Content Moderator Data

Performance Data

Measuring the performance in content moderation, both of systems and staff, requires data related to the reviews and processes they are using. There are many criteria used in evaluating performance, some of which include:

  • Accuracy refers to how consistently the review decision is the correct decision (that is, the decision that the platform would ideally want to be taken), usually based on the relevant policy. It’s also common to monitor sub-metrics like the number of false positives and false negatives to capture information about different types of mistakes that may be more or less serious.
  • Review time refers to the amount of time taken to complete a review. This may include time waiting in queues or going through automatic processes, or only the time when the reviewer is actively working on a specific review.
  • Review volume refers to the number of reviews completed successfully.
  • Consistency is how often reviewers agree with each other about the same decision in cases where we have multiple reviewers per single report, which can help separate systemic issues such as policy or training problems from individual mistakes. This can be measured during quality reviews or when review decisions are made by consensus.
  • Action rates refers to the number and percentage of each specific action which can indicate if the team is penalizing too weakly or aggressively. It is also important to consider this type of data within the broader context and over time. For instance, a spike in action rates for a specific abuse may simply reflect the seasonality of certain behaviors (e.g., misinformation prior to an election season).
  • Skip / pass rates are the rates at which reviews are skipped, reassigned, or otherwise left incomplete.

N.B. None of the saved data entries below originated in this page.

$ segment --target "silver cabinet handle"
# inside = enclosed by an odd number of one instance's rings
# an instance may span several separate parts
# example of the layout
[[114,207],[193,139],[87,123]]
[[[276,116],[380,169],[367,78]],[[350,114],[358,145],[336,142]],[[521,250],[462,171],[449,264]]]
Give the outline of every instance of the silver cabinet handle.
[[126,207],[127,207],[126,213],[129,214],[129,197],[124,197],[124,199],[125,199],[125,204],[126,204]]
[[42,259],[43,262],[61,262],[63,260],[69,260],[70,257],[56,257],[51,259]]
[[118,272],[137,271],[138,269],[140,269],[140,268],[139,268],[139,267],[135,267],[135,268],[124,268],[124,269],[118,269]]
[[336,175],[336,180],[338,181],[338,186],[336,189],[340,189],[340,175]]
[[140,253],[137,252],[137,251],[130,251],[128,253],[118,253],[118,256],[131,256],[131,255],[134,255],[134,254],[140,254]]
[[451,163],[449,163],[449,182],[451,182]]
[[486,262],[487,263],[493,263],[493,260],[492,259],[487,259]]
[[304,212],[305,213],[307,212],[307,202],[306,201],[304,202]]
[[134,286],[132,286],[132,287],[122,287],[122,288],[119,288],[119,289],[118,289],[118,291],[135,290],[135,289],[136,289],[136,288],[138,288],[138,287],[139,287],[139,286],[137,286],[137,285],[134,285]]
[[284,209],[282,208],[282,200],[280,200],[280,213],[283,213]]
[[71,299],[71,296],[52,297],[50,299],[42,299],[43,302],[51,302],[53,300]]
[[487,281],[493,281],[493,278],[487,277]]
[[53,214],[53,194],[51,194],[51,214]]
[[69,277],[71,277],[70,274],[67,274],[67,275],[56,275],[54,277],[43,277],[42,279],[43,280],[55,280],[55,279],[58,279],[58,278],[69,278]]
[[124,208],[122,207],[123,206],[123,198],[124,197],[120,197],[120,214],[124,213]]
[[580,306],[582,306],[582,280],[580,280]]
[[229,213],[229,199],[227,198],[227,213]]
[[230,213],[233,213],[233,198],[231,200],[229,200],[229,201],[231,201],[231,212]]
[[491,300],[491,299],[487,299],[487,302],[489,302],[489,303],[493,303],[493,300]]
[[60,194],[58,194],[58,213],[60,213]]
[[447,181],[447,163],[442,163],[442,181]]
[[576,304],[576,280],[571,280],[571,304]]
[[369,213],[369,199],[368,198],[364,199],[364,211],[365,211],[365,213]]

This can reflect particularly difficult policy decisions, but also issues like incorrect language identification, review tool bugs, or necessary information not being available.

Learn more about enforcement and operational performance metrics in the Operations and Content Moderation chapter.

Wellness Data

Given the nature of content moderation, it is important to proactively and continuously monitor content moderator wellbeing and provide preventive care. To empirically and reliably assess content moderator wellbeing levels, research-validated psychometrics may be adopted. Industry experts have written extensively on this topic, and therefore we will refer to the resource here. To select psychometrics tailored to a given platform and set of tasks, it is common to consult with a licensed psychometrician and/or psychologist.

Depending on whether or not an internal wellness team is available to support content moderators, wellness data such as  service usage and employee service satisfaction may also be available. Industry experts generally find it useful to create dashboards to reflect the real-time service usage (e.g., the number of 121 counseling sessions requested, the number of attendants for group sessions), the reason for seeking service (e.g., personal, work, content impact etc.), and employee feedback post service. Issues such as access control, privacy, and ethics of displaying such sensitive data should also be considered when collecting and analyzing wellness metrics.

People Metrics

Although content moderator people metrics may largely overlap with employee people metrics, it is critical to specifically consider content moderator people metrics. Depending on a variety of factors (e.g., geographical culture, company culture), content moderators may not explicitly voice help when they are not faring well. However, metrics such as attendance, absenteeism, unplanned leave, and attrition should be considered in tandem with the wellness metrics noted above to gain a broad understanding of content moderator wellbeing.